During their last term in office, the minority federal Labor government in Australia were more or less forced by independent MP Andrew Wilkie to attempt to implement restrictions on poker machine gambling. Prior to the discussion of reforms beginning, gaming industry lobby groups were giving similar amounts of money to both major parties but slightly favouring Labor. As soon as Labor started talking seriously about reform, the donations began to dramatically favour the opposition Liberals. The leader of the Liberal party, Tony Abbott, came out strongly against the reforms and they were eventually abandoned.
During the period in question, surveys showed that a large majority (70-75%) of Australian voters supported poker machine reform to limit the impact on problem gamblers and their families. The voters lost that one as they usually do when wealthy industries are lined up against them.

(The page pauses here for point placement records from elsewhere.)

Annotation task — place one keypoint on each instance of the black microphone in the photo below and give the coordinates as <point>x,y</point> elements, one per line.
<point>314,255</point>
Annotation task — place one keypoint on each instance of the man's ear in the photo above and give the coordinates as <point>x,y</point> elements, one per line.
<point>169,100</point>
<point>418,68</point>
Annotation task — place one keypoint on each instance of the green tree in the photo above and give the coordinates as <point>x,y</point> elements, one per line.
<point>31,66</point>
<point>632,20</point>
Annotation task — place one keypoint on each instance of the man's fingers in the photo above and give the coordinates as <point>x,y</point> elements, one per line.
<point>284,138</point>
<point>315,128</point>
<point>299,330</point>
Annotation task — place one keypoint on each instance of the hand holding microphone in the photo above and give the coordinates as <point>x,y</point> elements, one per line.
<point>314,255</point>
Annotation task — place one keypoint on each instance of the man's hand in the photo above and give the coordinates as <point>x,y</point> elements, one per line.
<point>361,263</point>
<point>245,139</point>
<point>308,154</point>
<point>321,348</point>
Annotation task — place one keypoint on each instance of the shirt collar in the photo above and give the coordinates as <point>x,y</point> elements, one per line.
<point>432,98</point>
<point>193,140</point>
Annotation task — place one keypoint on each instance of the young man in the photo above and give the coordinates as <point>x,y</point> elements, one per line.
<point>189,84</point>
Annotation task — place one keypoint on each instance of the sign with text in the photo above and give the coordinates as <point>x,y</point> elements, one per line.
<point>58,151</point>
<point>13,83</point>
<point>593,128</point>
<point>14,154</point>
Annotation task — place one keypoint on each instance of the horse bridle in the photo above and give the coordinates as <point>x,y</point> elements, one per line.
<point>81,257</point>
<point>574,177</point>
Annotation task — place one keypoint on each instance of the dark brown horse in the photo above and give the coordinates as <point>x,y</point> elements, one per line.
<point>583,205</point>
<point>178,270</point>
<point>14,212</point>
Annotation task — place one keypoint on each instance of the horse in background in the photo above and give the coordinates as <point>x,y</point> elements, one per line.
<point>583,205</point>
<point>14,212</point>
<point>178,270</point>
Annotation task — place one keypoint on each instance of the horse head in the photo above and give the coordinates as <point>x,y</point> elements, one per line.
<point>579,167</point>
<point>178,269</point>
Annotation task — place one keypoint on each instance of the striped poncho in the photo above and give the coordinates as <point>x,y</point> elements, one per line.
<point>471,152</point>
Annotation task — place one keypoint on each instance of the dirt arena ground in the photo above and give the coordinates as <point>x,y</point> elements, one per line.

This is a complex and dirty game dominated by political donations, vested interests, personal ambition, class and power. Voters are a part of the game but representing their interests may not be a politician’s top priority. Politicians will only act on behalf of voters if no wealthy or powerful group objects – or if the party in question is boxed into a corner by a hung parliament or a combination of marginal electorates and strong community action.
All of this begs the question of why we should bother voting. A video of actor Russell Brand being interviewed by the BBC’s Jeremy Paxman went viral last year precisely because of Brand’s compelling arguments that we should not vote and that voting only legitimises a fundamentally illegitimate system.